【決戦前-2】

「六回目、か」

 蓮真は古い雑誌を見ながら、つぶやいた。

 まだ三人が子供だった頃。西日本大会に参加したときの写真が、将棋誌に載った。決して大活躍したわけではなかったが、「ちびっこ三人組」は目立っていたのである。

 地区大会は六回だが、全国も合わせると八回、蓮真は県立大学の団体戦を戦っていた。もうすでに、「三人組」を越えていた。

 たった八人での戦いだった一年生。全国大会まで行った二年生。そして、部員が十四人になった三年生。様々なことを経験してきた。

 四年生になれば忙しくなって、全力で将棋に向き合うことはできなくなるかもしれない。今度の大会こそ、最大のチャンスだ。

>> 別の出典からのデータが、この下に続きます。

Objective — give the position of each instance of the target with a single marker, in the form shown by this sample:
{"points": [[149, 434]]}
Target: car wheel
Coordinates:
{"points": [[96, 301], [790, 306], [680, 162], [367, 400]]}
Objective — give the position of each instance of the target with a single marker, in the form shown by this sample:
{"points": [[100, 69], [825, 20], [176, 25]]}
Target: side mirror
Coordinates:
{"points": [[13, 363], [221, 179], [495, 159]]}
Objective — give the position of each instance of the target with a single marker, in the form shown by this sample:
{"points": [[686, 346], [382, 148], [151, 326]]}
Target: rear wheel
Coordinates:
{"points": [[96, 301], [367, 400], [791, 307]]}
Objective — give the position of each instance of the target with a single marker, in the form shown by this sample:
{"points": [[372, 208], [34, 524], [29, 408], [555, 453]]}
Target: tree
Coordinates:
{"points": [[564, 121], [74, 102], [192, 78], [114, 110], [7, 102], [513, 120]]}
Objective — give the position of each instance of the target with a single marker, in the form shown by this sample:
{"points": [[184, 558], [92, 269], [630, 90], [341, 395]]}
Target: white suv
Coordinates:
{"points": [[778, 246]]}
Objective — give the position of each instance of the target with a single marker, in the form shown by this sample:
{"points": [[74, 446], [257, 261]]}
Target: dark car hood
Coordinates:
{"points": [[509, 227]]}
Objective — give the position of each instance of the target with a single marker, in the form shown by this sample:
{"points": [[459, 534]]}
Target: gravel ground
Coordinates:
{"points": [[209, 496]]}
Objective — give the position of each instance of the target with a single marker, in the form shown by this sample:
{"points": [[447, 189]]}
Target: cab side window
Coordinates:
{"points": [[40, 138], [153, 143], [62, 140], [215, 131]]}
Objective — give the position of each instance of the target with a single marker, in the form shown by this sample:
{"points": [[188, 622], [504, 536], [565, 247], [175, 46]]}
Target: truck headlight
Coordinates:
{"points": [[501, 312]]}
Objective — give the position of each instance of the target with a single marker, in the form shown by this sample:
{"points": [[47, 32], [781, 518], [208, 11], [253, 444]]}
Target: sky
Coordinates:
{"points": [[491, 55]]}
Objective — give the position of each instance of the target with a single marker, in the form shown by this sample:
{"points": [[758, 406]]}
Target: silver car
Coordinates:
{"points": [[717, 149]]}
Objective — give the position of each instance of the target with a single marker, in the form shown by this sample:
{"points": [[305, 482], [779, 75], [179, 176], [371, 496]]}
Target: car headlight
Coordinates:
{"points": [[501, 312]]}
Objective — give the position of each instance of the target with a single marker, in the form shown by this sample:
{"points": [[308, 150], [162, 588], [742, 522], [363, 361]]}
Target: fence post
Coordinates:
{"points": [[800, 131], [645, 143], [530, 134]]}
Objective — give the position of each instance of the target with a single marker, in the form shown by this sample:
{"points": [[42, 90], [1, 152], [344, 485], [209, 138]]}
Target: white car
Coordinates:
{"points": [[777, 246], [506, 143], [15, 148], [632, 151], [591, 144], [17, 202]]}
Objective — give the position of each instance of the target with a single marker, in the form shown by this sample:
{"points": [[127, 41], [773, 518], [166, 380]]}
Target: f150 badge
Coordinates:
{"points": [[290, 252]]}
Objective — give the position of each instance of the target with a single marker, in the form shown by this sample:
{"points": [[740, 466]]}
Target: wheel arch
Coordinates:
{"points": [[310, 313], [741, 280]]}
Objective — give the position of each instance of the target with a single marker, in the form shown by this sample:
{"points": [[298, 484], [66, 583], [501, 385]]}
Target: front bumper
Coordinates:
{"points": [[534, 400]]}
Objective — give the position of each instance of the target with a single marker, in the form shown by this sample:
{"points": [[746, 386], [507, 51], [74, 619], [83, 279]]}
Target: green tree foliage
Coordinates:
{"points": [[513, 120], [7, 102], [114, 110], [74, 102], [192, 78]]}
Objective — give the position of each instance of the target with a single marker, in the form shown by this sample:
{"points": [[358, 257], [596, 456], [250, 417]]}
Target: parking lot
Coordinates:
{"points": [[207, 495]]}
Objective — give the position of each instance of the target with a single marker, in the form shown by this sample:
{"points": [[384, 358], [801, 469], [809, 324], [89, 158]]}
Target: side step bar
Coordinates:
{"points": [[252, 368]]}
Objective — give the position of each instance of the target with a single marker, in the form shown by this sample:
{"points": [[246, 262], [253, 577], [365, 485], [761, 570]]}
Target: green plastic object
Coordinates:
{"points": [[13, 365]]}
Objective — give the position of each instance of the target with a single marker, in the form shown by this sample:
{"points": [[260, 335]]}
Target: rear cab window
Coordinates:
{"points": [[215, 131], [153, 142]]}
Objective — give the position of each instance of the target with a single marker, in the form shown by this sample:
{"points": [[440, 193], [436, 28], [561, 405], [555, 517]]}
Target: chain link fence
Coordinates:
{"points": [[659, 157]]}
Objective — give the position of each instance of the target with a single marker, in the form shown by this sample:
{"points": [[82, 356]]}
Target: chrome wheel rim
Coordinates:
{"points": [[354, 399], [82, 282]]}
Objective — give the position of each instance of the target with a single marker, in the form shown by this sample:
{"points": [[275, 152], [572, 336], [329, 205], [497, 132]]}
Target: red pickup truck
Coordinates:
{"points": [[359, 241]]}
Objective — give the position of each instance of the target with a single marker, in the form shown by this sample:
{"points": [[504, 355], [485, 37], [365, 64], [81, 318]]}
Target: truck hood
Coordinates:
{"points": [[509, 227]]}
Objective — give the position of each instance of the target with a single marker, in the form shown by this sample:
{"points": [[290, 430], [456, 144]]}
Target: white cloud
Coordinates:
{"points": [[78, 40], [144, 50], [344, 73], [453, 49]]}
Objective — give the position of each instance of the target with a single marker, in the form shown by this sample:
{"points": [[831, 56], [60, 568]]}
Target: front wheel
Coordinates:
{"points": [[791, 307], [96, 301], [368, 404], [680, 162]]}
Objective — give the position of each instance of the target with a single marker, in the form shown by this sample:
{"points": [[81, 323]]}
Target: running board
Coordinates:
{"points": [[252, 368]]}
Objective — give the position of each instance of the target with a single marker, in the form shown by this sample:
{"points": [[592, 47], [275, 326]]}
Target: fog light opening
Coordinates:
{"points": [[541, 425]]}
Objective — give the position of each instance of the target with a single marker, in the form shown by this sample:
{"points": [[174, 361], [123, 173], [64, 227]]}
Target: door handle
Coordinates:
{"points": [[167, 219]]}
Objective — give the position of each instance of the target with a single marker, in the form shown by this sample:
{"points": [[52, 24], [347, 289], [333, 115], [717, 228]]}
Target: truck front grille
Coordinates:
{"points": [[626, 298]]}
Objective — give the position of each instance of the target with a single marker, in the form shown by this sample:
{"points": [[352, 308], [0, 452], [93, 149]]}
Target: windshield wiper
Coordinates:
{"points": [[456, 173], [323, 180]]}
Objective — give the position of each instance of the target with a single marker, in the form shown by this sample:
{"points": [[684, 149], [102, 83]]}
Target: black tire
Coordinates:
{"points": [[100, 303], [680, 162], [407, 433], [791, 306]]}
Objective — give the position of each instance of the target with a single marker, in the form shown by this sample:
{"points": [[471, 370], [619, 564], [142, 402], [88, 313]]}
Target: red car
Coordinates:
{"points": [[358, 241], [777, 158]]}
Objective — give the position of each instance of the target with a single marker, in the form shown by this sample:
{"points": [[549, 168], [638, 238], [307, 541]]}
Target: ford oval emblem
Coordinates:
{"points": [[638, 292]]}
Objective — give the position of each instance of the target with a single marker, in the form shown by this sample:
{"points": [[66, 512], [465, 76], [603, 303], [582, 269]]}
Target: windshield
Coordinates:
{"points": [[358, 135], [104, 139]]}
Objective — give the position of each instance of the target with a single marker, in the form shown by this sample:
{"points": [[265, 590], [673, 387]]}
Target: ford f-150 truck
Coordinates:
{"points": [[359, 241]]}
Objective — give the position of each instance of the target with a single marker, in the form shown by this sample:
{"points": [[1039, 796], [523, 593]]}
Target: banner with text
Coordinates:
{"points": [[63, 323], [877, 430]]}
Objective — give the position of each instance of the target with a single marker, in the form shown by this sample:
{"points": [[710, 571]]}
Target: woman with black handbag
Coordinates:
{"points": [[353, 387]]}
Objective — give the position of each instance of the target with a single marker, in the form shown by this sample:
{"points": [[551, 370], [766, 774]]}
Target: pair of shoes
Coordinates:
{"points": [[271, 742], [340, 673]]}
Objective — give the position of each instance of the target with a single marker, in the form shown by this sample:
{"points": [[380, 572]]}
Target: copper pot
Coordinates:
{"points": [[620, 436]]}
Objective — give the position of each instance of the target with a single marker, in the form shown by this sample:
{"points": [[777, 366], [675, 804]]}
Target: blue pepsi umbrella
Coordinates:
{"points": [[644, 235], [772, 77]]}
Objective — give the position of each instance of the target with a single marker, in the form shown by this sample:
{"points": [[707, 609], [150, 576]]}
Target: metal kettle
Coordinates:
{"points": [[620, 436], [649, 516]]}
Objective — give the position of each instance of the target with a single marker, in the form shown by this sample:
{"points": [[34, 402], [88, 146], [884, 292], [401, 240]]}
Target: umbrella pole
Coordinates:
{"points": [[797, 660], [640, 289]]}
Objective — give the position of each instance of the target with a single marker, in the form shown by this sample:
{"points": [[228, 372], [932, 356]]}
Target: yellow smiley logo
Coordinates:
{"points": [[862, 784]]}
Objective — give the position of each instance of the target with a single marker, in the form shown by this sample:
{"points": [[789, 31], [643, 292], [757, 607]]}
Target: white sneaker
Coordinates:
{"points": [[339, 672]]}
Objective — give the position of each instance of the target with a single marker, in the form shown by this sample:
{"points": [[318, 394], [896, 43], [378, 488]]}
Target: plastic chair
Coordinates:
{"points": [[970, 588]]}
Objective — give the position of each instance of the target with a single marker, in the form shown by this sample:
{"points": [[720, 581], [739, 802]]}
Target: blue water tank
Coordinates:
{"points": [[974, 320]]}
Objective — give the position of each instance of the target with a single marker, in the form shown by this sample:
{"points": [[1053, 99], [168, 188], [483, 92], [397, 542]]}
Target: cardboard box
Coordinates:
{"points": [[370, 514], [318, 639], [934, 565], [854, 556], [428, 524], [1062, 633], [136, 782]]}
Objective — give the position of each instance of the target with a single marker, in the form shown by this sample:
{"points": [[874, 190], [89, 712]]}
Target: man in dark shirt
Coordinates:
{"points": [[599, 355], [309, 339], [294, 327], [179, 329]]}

 蓮真は雑誌を本棚にしまった。そして、旅の支度を始めた。



「た、大変っす!」

 部室に入ってくるなり、ひのくちは叫んだ。集まっていた部員が、一斉に視線を向ける。

「どうした」

 猪野塚が訪ねた。

「な、中野田さんが小さい女の子連れて商店街歩いていました!」

 二年生以上は目をぱちくりさせていたが、星川と高岩は口をあんぐりと開けて驚いていた。

「あー、そうね。閘君は知らなかったのか」

 安藤がにやにやしながら言う。

「え、なんすか」

「それね、大家さんの孫だよ」

「大家さんの? なんで中野田さんが?」

「まあ、面倒見がいいんじゃない?」

「すごいっすね。俺、大家さんの顔も知らないっすよ」

「下宿みたいな感じだからなあ。そばに女の人はいなかった?」

「いなかったっす」

「じゃあ、そっちはどうなんだろうなあ」

「え、え、どういうことなんすか?」

「まあ、みんな知っているから言うけど、中野田君は大家さんの娘が好きなんだよ」

「びえー」

「温かく見守ってあげて」

 そこに、旅行鞄を抱えた蓮真が入ってきた。

「え、何? なんかあったの?」

「中野田君が小さい女の子と歩いていたって」

「ああ、そういうこと」

「さすが佐谷先輩動じない!」

「大会前だし、そういう感じなら心も安定しているかな?」

「よし、集まったね。出発しようか」

 部員が十人集まり、安藤の号令で一同は部室を出た。これから高速バスに乗って、大会の現地入りをするのである。

 北陽、中野田、福原、会田の四人は、授業や研究室の用事の関係で当日入りとなる。

「大家さんの娘……」

「なんか漫画みたいだな!」

「父親になるる覚悟で公務員目指してたんだ」

 道中しばらくの間、一年生たちは新たに知った中野田の話題で盛り上がっていた。